EDS – Mercredi 28 décembre – Plus que des épines et des chardons

Comme nous le savons tous, et certains d’entre nous un peu plus que les autres, la vie est dure. Dès l’Éden, après la Chute, nous avons une esquisse de combien elle allait être dure, quand le Seigneur a fait savoir à nos premiers parents ce que seraient quelques-unes des conséquences de leur transgression (voir Gn 3.16-24). Mais ce n’était que des indicateurs. Après tout, si les seules difficultés de la vie consistaient en des épines et des chardons, l’existence humaine serait radicalement différente de ce qu’elle est aujourd’hui.

Nous regardons autour de nous, et que voyons-nous, à part souffrance, maladie, pauvreté, guerre, crime, dépression, pollution, et injustice ? Hérodote, historien grec, a évoqué une culture où les gens pleuraient, oui pleuraient, lors de la naissance d’un enfant, car ils connaissaient le chagrin et la souffrance inévitables que l’enfant connaîtrait quand il arriverait à l’âge adulte. Cela semble morbide, mais qui peut contester la logique ?

Le livre de Job a cependant un message à nous laisser sur la condition humaine. Comme nous l’avons vu, Job peut être considéré comme un symbole de l’humanité, car nous souffrons tous, et souvent de manières qui semblent totalement injustes, et disproportionnées par rapport aux péchés que nous avons tous forcément commis. Ce n’était pas juste pour Job, et ce n’est pas juste pour nous.

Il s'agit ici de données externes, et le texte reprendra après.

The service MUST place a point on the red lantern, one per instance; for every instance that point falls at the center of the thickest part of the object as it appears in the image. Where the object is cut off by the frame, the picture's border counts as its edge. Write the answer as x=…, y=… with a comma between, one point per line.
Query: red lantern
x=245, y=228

Et pourtant, dans tout cela, ce que le livre de Job a à nous dire, c’est que Dieu est là, Dieu sait, et Dieu promet que tout cela ne sera pas pour rien. Les auteurs profanes aussi bien que les auteurs athées ont du mal à donner du sens à une vie absurde qui s’achève par la mort éternelle. Ils se débattent dans leur quête de réponses, et ne trouvent en fait absolument rien du tout, car cette vie, en soi, n’offre rien.
Il y a une philosophie athée appelée « nihilisme », du mot latin nihil, qui signifie « rien ». Le nihilisme enseigne que notre monde et nos vies dans le monde ne signifient rien. Le livre de Job, lui, nous désigne une réalité transcendante au-delà du nihil dont nous menacent nos vies mortelles. Il nous désigne Dieu et un champ d’existence dont nous pouvons tirer de l’espoir. Il nous dit que tout ce qui nous arrive n’arrive pas dans le vide, mais qu’il y a un Dieu qui sait tout de ce qui arrive, un Dieu qui promet de tout arranger un jour.

Même si le livre de Job laisse certaines grandes questions sans réponse, il ne nous laisse pas avec rien d’autre que la poussière et les cendres de nos vies dans les mains (voir Gn 3.19 ; Job 2.8). Au lieu de cela, il nous laisse l’espoir des espoirs, l’espérance de quelque
chose qui dépasse ce que nos sens immédiats perçoivent. Quels textes bibliques disent explicitement que nous avons une grande espérance
qui transcende tout ce que ce monde offre ? Voir par exemple He 11.10 ; Ap 21.2.